Eine von ihnen ist Alise Builevica. Ursprünglich in einem kleinen Ort Lettlands aufgewachsen, studiert sie heute im Masterstudiengang Malerei in Riga. Auf der sonnigen Dachterrasse eines unter Studierenden sehr beliebten Cafés überlegt Alise, wie es dazu kam, dass sie Künstlerin wurde. Sie erzählt, wie sie bereits als kleines Kind unheimlich gerne Malstifte in Händen hielt und wie sie ihre ehrgeizige Mutter in zwei Schulen gleichzeitig steckte: Tagsüber in die ‚normale‘ Schule, abends in eine Kunstschule für Kinder, und wie sie schließlich an der Kunstakademie ihren Stil neu entdeckte. 
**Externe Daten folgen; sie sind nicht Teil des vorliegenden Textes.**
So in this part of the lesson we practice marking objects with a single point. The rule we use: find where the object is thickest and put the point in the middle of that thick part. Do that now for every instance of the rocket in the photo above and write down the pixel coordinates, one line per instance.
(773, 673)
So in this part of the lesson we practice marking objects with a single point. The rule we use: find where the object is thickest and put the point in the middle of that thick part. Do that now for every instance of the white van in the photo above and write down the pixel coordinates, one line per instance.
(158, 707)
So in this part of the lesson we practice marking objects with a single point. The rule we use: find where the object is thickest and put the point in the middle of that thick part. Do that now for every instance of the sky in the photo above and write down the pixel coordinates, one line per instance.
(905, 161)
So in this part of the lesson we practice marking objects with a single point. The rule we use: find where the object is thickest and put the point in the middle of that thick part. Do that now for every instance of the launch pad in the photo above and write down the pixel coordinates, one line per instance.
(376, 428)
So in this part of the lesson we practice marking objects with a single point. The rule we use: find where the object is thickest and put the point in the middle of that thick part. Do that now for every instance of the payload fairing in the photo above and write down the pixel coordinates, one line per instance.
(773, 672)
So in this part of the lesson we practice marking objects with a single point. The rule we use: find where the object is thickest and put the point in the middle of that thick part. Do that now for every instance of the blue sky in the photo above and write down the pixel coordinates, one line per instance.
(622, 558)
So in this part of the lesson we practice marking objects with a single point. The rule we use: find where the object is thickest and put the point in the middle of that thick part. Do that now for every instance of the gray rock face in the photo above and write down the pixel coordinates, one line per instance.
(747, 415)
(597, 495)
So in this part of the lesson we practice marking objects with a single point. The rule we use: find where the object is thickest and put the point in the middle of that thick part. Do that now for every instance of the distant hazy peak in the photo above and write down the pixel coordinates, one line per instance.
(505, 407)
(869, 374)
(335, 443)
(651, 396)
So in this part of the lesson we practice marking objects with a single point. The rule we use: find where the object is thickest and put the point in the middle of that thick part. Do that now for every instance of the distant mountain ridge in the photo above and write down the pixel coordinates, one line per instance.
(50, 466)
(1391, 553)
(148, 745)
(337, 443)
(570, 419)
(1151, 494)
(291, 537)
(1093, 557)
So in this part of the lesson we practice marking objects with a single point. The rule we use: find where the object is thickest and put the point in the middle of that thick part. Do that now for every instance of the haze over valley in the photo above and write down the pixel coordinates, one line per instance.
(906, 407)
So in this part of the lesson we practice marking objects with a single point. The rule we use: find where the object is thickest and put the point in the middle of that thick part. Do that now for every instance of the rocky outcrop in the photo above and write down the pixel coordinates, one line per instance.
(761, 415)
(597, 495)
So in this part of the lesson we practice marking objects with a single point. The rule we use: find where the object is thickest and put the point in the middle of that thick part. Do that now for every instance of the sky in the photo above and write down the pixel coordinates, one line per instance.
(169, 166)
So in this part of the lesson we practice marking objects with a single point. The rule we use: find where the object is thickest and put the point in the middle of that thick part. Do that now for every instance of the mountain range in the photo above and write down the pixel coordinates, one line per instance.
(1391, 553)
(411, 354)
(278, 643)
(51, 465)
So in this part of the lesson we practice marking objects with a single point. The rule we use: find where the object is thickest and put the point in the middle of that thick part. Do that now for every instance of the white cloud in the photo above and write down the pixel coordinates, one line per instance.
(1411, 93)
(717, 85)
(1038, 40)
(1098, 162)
Alise erinnert sich, dass sie lange Zeit sehr traditionell malte, da sie sich nicht traute, ihre Gedanken und Gefühle in ihrer Kunst zum Ausdruck zu bringen. An der Akademie fiel diese Angst von ihr ab: „Wenn du hier ankommst, fragen dich die Professoren ganz direkt: ‚Okay, was ist dein Ding?’.” Heute spielt Alise in ihrer Kunst mit der Frage, was real ist. Sie wird inspiriert durch den magischen Realismus, die Verschmelzung der alltäglichen Wirklichkeit mit einer magischen Realität. Diese Strömung spielt häufig mit Träumen oder Halluzinationen, wie sie erklärt.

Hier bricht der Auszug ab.